The CEO reiterated that good ideas often take a long time to get off the ground. It took about a decade for TrustPilot to gradually grow into the business it is today.

“People have enormously unrealistic expectations about the timeline involved,” said the young entrepreneur. “The only things you read about are the things that are interesting, and by definition, that’s the things that are unusual. So that creates a certain bias, and everybody thinks that everything you read about, that’s the norm.”

The customer review platform, which was founded in Denmark in 2007, has offices across the world in cities such as Copenhagen, London, New York, Denver, Melbourne and Berlin and employs about 500 people. The company has raised nearly $144 million in seven rounds of funding from backers including early investor Seed Capital, Index Ventures, Draper Esprit, Vitruvian Partners and Silicon Valley Bank.
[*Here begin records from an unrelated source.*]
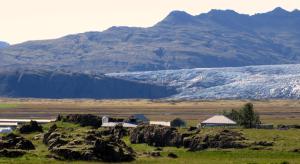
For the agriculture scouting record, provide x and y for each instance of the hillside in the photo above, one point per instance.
(180, 41)
(62, 84)
(252, 82)
(3, 44)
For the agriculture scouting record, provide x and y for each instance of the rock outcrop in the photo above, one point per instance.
(157, 136)
(13, 141)
(222, 139)
(193, 140)
(93, 146)
(13, 145)
(32, 126)
(82, 119)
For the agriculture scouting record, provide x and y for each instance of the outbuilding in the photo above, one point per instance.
(217, 120)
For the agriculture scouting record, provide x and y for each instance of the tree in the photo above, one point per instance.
(245, 117)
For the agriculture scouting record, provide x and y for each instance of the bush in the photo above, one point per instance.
(245, 117)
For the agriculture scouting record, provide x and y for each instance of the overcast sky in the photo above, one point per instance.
(22, 20)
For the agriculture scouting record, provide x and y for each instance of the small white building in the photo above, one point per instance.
(217, 120)
(162, 123)
(138, 119)
(113, 124)
(21, 121)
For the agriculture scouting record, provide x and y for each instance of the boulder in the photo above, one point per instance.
(172, 155)
(32, 126)
(155, 135)
(264, 143)
(113, 150)
(222, 139)
(82, 119)
(13, 141)
(11, 153)
(155, 154)
(93, 146)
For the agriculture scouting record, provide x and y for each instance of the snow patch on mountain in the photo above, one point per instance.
(251, 82)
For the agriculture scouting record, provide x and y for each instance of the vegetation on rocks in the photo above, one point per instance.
(32, 126)
(245, 117)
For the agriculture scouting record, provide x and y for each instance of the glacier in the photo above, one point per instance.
(249, 82)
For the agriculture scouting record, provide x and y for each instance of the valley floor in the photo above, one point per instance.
(272, 112)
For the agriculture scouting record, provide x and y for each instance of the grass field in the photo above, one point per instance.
(285, 142)
(8, 106)
(274, 112)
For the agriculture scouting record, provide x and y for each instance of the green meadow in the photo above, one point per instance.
(285, 141)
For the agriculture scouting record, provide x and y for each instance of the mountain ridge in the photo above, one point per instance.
(214, 39)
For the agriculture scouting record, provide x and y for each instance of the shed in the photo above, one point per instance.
(162, 123)
(138, 119)
(124, 124)
(218, 120)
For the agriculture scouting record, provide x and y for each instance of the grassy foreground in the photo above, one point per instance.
(285, 141)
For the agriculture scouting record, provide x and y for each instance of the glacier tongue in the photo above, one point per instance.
(251, 82)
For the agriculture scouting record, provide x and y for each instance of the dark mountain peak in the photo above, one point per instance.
(296, 11)
(222, 12)
(278, 11)
(178, 18)
(3, 44)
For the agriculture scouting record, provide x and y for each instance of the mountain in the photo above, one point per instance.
(219, 38)
(63, 84)
(250, 82)
(3, 44)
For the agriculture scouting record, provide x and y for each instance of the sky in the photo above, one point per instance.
(23, 20)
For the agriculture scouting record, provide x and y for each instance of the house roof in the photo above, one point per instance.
(140, 117)
(113, 124)
(163, 123)
(218, 119)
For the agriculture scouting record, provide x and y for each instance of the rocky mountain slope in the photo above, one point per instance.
(214, 39)
(251, 82)
(62, 84)
(3, 44)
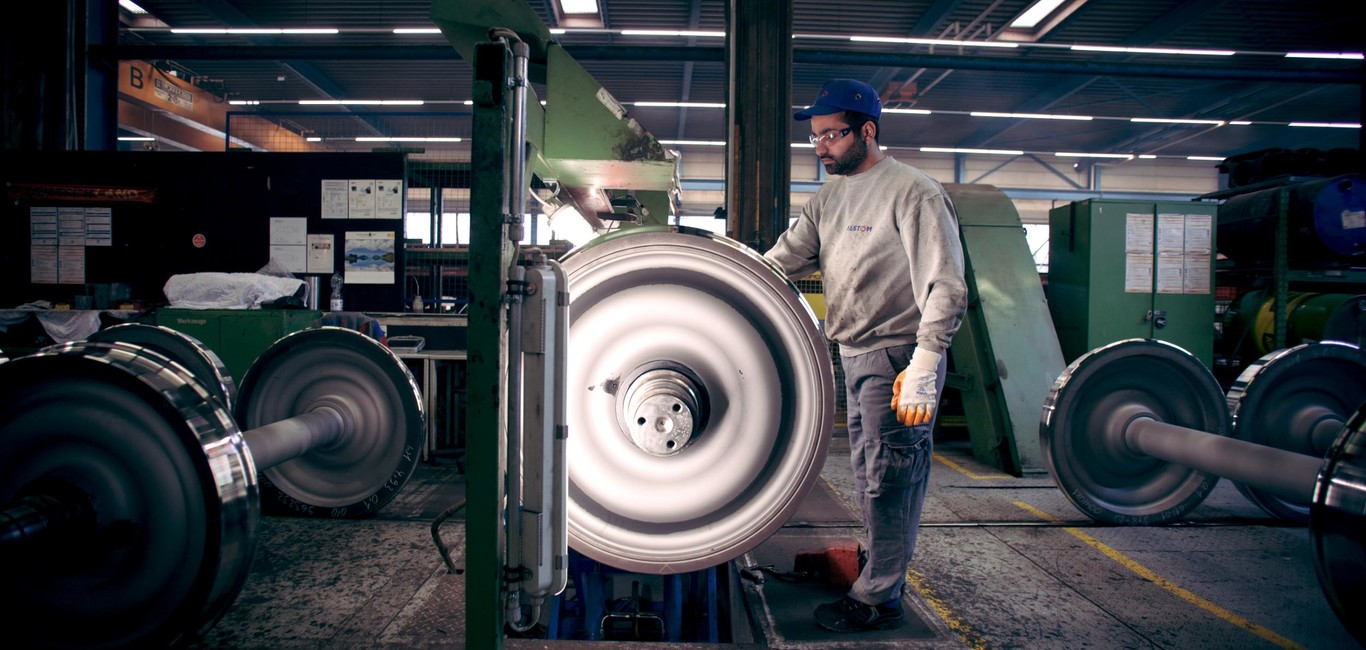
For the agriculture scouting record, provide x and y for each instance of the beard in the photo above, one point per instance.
(850, 161)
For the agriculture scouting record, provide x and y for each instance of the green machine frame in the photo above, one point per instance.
(588, 153)
(1006, 354)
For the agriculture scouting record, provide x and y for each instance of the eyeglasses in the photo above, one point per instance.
(828, 137)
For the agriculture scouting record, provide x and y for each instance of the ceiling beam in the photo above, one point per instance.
(717, 55)
(1150, 33)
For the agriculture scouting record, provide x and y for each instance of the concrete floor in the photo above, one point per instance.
(1001, 563)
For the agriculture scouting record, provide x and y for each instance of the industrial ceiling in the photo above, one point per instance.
(1219, 64)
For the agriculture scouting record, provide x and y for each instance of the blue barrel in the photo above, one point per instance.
(1327, 223)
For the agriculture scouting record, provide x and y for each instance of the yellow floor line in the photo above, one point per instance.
(969, 473)
(956, 623)
(1169, 586)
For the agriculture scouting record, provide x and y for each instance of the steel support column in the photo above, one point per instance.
(758, 119)
(491, 254)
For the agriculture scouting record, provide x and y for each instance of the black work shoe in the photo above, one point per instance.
(847, 615)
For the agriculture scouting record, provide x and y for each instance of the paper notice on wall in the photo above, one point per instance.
(335, 198)
(71, 264)
(43, 264)
(369, 257)
(388, 200)
(288, 231)
(320, 254)
(362, 198)
(43, 227)
(1171, 273)
(1200, 234)
(288, 243)
(1197, 275)
(71, 225)
(99, 227)
(1200, 250)
(1138, 234)
(294, 258)
(1138, 273)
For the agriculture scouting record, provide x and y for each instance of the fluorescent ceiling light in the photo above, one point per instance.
(406, 139)
(339, 103)
(1153, 51)
(1033, 116)
(1034, 14)
(1325, 124)
(1171, 120)
(933, 41)
(678, 104)
(657, 32)
(991, 152)
(1324, 55)
(578, 6)
(253, 30)
(1079, 154)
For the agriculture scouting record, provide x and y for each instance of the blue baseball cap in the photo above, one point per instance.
(843, 94)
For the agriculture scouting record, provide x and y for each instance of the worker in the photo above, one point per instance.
(884, 236)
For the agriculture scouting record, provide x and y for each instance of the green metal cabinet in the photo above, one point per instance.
(1124, 269)
(237, 336)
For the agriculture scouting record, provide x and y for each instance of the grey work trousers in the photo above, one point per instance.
(891, 469)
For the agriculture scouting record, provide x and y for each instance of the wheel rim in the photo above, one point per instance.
(1297, 399)
(1083, 418)
(711, 332)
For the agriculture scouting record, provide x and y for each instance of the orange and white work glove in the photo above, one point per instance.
(914, 396)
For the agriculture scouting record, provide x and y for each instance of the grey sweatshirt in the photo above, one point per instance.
(885, 242)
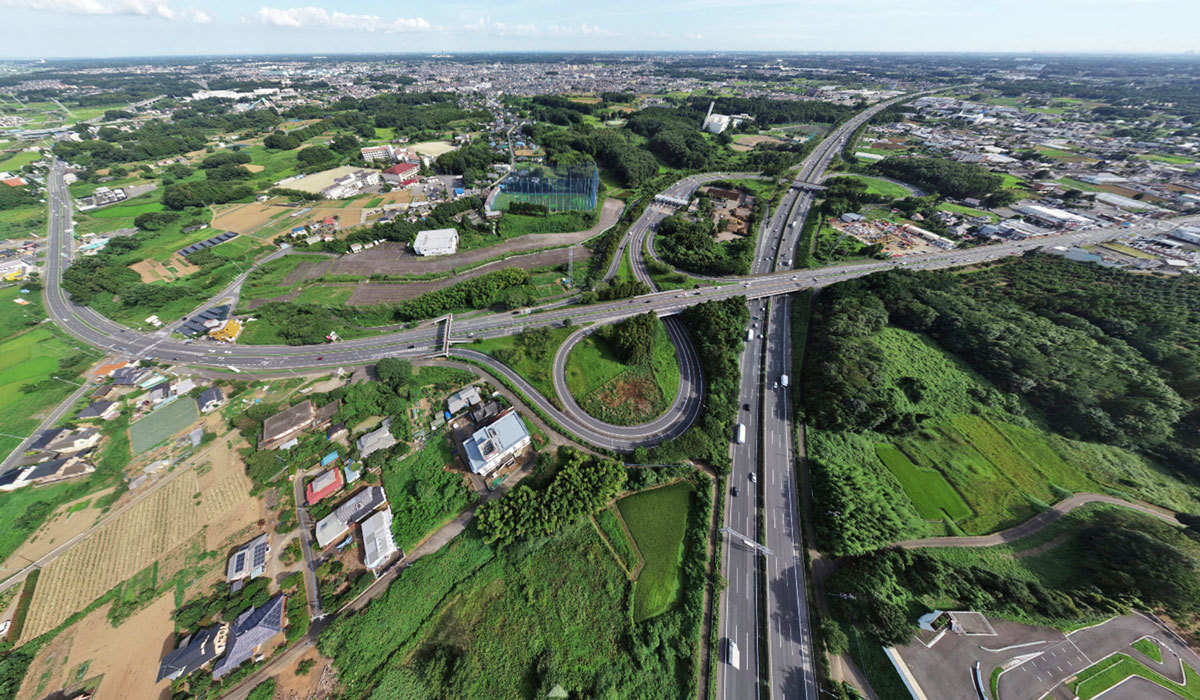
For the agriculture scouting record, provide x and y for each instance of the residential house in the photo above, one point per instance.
(378, 546)
(105, 410)
(496, 444)
(325, 484)
(210, 400)
(463, 399)
(377, 440)
(249, 560)
(252, 629)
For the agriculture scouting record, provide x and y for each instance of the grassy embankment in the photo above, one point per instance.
(619, 393)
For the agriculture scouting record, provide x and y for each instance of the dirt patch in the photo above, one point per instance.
(126, 657)
(256, 303)
(318, 682)
(213, 498)
(744, 143)
(58, 530)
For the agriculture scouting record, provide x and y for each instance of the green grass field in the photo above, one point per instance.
(23, 221)
(967, 210)
(535, 370)
(124, 210)
(162, 424)
(999, 464)
(618, 393)
(1108, 672)
(12, 161)
(658, 519)
(423, 492)
(31, 357)
(1150, 648)
(929, 490)
(877, 186)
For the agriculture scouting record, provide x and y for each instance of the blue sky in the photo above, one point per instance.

TrustPilot says that it is growing its new reviews by 1,000,000 each month and expanding its network of new registered users by 45,000 per day. It serves more than 179,000 global business customers in 65 countries. The company is positioned to continue gaining on the e-commerce revolution, driven by a near 80% surge in online sales and a 16% grow in global Internet users.

As half of all shopping is set to move online by the end of this year, data shows that customers increasingly value reviews. Turstpilot estimates that online reviews can provide companies with a 40% boost in revenue per year.